Did anyone else find the AI written style of this offputting?
The original 20 bit vision of the 8086 was when memory was very expensive and they expected typical high end machines to have 128K of memory.
Intel’s assembler was designed so you could have up to 128K of code with a “shared” segment in the middle that either side could reach with near (16 bit only) pointers to call commonly shared routines, and more rarely executed code existed on either end.
In addition data could be its own segment, and/or memory mapped I/O outside of the 128K space.
But memory got so cheap that nobody bothered with this, and the performance gains of writing code that way wasn’t worth the effort. X86 code was compact enough most programs could cram their code into 64k anyway, or 64k per functional unit with calls between them being rare.
The real tragedy is they went for 20 bit instead of 24 bit. 8086 with 16MB of addressable space would have been a very different world and would have made little difference if there use. (Paragraphs would have been 256 bytes, the same size as a page; most data structures would have been fine with that.)
Hi. I wrote it, and I'm a human. (Or at least I think I am.)
I did use an AI for spell-checking, punctuation, generally making it flow, but its all my text.
You think a machine is going to come up with "near pointers, far pointers, wherever-you-are pointers"?
"generally make it flow" is exactly the problem. It's a process of smoothing over any interesting features of the text to replace them with plastic. It's submerging the actual information you wish to convey under a layer of low-entropy noise. The whole signal may still be there, but having to find it under a uniform glossy finish is work for the reader. It's work you didn't need to delegate to the reader.
LLMs generate low-entropy text. That's their entire purpose. But good writing isn't about being as low-entropy as possible. It's about producing peaks and valleys. As a person who's been participating in human-to-human communication your entire life, you probably have a pretty well-developed sense of how to structure the flow of a piece of communication. The small arcs with their ebbs and flows of tension and density provide the reader a rough surface that gives them enough traction to easily move from point to point. Don't let an LLM smooth out all the gaps. It makes it hard for a reader to keep their footing in the text.
> As a person who's been participating in human-to-human communication your entire life, you probably have a pretty well-developed sense of how to structure the flow of a piece of communication.
Not OP, but this is where you're wrong. The vast majority of people, myself included, have difficulty structuring communication for effectiveness to a wide audience. When I manage to pull it off I'm very proud of the work, but I can't just sit down and do it. Review with an LLM helps me find those places where it CLANKS, distracting the reader, taking them out of the flow. This is why every professional writer has an editor; good communication is quite hard.
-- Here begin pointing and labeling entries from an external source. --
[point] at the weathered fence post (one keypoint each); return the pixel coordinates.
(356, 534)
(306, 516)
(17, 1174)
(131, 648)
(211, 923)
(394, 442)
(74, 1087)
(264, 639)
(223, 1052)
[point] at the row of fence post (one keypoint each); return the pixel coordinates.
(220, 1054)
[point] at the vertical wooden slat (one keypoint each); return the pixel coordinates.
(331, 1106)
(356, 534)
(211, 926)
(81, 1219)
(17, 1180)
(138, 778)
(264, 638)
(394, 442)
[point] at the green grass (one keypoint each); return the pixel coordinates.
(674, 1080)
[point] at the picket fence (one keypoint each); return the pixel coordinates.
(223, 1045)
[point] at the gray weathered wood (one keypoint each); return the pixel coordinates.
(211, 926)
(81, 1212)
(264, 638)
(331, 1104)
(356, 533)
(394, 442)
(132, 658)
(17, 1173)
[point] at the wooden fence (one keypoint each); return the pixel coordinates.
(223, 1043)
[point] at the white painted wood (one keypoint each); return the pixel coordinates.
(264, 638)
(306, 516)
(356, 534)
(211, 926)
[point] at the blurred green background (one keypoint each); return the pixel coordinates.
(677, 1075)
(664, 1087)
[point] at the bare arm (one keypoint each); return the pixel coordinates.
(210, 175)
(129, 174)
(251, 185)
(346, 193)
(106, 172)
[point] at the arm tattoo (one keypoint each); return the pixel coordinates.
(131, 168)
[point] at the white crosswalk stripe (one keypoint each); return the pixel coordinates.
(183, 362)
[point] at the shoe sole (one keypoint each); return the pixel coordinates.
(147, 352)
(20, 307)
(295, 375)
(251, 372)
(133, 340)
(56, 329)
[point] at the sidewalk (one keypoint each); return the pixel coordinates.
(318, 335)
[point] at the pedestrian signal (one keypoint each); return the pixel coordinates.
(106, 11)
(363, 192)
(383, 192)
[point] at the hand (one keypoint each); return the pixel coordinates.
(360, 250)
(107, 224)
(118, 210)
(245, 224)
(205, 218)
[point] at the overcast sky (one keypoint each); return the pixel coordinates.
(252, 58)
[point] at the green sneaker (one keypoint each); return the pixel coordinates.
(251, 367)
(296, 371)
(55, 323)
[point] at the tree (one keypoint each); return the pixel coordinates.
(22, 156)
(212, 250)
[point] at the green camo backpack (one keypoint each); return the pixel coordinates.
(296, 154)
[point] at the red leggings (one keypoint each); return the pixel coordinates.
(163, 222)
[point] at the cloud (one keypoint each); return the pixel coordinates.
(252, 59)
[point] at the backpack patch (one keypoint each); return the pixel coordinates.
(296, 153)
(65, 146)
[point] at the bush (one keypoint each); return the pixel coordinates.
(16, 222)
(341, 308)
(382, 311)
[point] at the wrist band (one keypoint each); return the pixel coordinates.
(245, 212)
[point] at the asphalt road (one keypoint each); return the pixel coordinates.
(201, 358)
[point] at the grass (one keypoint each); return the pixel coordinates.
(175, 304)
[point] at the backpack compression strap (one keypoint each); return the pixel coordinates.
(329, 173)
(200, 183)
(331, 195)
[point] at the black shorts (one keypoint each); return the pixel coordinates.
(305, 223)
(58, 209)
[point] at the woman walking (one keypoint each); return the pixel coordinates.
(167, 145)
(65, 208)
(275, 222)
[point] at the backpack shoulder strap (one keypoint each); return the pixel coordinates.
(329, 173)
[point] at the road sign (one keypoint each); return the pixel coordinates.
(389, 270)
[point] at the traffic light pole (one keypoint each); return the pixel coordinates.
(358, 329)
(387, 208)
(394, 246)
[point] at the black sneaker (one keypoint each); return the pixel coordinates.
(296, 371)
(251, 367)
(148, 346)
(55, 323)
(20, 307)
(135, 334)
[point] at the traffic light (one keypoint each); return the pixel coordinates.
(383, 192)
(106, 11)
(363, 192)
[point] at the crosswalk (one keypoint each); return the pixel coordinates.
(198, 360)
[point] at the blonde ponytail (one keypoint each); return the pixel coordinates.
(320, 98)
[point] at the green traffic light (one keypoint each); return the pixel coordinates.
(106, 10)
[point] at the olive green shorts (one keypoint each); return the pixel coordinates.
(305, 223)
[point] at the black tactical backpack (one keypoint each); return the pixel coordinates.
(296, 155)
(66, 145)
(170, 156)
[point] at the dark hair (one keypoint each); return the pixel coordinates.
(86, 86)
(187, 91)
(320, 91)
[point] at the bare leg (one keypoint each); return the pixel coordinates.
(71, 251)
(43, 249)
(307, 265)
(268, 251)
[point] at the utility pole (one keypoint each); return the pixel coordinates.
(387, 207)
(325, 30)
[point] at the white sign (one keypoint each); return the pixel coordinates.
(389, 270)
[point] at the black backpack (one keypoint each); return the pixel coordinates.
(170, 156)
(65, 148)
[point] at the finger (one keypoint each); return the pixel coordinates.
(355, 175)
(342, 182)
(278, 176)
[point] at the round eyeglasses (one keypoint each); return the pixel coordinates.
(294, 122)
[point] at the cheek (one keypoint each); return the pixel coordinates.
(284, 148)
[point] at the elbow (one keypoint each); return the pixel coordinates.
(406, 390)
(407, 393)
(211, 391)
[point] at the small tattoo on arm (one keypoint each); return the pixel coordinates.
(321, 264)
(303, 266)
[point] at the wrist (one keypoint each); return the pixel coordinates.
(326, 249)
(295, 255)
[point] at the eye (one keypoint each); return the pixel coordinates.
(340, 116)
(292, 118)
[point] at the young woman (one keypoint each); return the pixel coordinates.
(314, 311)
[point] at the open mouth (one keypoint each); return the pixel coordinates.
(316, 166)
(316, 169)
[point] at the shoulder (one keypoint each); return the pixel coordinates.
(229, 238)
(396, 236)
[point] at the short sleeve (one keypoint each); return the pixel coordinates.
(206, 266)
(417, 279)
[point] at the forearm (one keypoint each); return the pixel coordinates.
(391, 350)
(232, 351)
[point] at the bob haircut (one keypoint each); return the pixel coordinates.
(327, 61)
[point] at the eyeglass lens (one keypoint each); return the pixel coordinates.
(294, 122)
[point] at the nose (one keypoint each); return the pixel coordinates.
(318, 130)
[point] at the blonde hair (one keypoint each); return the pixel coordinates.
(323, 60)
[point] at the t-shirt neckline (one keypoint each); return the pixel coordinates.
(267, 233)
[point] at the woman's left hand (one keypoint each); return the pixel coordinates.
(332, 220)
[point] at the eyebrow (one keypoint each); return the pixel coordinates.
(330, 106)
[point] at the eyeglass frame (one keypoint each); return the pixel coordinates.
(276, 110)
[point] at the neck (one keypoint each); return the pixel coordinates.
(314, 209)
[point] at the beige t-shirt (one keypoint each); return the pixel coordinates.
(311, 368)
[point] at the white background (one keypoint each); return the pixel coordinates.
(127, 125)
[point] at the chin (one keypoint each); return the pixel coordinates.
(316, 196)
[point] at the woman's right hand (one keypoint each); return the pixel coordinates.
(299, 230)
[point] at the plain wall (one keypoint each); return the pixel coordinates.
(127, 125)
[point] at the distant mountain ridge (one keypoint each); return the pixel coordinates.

He's not writing the bible. He's writing a blog post about segment registers. It's fine if there's a sharp edge here or there. You're probably better at communication than you think, and your readers are probably less picky than you're imagining. An occasional sharp edge in your text is not the end of the world.
The original texts of the Bible have lots of “bad grammar” and “poor spelling”, too!
Just sweat more blood.
Thanks for responding. The problem is:
- the “make it flow” made it flow in an AI generated way like short paragraphs that are one short sentence.
- I now have to decide if this is entirely AI generated and thus not worth my time reading or not.
- I would prefer to just interact with you as a real person; your writing doesn’t have to be perfect for what you write to be worth reading.
shrug
I've reviewed what I originally wrote and I prefer the text I published. Sure, I could review it all myself (indeed I used to) but that takes time and it was becoming a barrier to actually publishing stuff. Maybe I'd have got around to finishing it in a few months.
I don't use AI to write for me. I hate people who do that.
Yeah. My challenge is how to distinguish from folks like you versus pure AI generated stuff. (I’ve added you to my mental whitelist, though, so I expect to enjoy posts from you in the future despite the AI tells in the grammar.)
Personally I would prefer if you write it without AI help. Even with your human errors.